Salted Caramel Chocolate Chip Cookie Bars
Ingredients
- 8 ounces caramels
- 1/4 cup heavy/whipping cream
- 3/4 cup (1 1/2 stick) unsalted butter, room temperature
- 1 1/4 cups brown sugar
- 1 teaspoon vanilla extract (optional)
- 1 egg, lightly beaten
- 1 1/2 cups all-purpose flour
- 1/2 teaspoon baking powder
- 1/4 teaspoon baking soda
- 1/4 teaspoon coarse salt
- 1 cup chocolate chips
- 1/2 teaspoon coarse grain salt (optional)
directions
- Melt the caramels into the cream in a small sauce pan over medium heat before setting it aside to cool while you continue on.
- Cream the butter and sugar together before mixing in the vanilla extract followed by the egg.
- Mix the flour, baking powder, baking soda, and salt before mixing into the butter and sugar mixture, before mixing in the chocolate chips.
- Press 1/2 of the mixture into the bottom of a greased 8 inch square baking pan, pour the caramel on top, sprinkle on the salt, and gently press the remaining dough on top.
- Bake in a preheated 350F/180C oven until the sides are lightly golden brown and the caramel is bubbling, about 15-20 minutes before removing from the oven to cool before slicing and enjoying!
- Note: Let cool to room temperature!

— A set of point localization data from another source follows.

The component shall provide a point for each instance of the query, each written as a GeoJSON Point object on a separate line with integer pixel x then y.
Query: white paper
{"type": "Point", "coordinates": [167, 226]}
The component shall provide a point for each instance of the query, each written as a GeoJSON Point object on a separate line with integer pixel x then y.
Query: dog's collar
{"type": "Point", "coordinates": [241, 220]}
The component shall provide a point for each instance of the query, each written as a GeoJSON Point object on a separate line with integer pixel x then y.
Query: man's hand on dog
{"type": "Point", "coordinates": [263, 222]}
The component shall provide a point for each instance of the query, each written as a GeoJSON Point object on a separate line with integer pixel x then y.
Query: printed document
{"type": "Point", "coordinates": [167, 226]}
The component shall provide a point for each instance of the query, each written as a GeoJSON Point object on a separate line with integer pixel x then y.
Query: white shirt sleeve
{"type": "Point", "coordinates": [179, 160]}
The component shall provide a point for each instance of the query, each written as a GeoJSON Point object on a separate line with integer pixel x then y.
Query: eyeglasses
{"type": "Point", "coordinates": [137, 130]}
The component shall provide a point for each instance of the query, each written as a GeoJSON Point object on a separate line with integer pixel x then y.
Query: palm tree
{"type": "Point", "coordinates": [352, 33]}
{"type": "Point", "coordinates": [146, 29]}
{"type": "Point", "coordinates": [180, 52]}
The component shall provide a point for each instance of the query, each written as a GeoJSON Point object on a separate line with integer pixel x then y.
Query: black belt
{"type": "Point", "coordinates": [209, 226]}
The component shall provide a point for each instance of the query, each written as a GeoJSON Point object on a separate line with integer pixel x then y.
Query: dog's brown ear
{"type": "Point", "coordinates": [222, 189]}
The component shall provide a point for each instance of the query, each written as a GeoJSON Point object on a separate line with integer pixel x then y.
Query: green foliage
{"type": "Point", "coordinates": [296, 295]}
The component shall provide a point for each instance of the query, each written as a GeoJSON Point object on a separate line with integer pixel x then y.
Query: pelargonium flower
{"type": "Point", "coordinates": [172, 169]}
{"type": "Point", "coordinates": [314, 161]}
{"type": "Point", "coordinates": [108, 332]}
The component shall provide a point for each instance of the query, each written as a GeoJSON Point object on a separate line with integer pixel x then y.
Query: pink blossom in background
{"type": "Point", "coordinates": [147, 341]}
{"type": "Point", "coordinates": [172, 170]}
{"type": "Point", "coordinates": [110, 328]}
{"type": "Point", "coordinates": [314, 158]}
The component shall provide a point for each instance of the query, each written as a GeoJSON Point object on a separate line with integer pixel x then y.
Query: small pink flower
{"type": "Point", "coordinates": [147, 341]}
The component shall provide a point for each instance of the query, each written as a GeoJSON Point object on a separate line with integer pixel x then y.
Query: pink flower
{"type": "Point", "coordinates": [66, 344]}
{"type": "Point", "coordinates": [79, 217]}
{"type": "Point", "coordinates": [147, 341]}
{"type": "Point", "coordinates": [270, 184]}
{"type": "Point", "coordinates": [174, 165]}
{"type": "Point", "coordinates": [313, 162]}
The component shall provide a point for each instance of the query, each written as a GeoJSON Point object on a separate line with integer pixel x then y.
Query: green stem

The caramel will be liquid when it comes out of the oven but it will set when it cools to room temperature.
Option:
Use a 9×13 inch baking dish for thinner bars.
Tip: Pressing the dough on top of the caramel can be a bit tricky. I like to grab pieces of dough, press it flat between my hands and then gently press it down on top of the caramel; there is no need to cover 100% of the caramel, small holes are ok.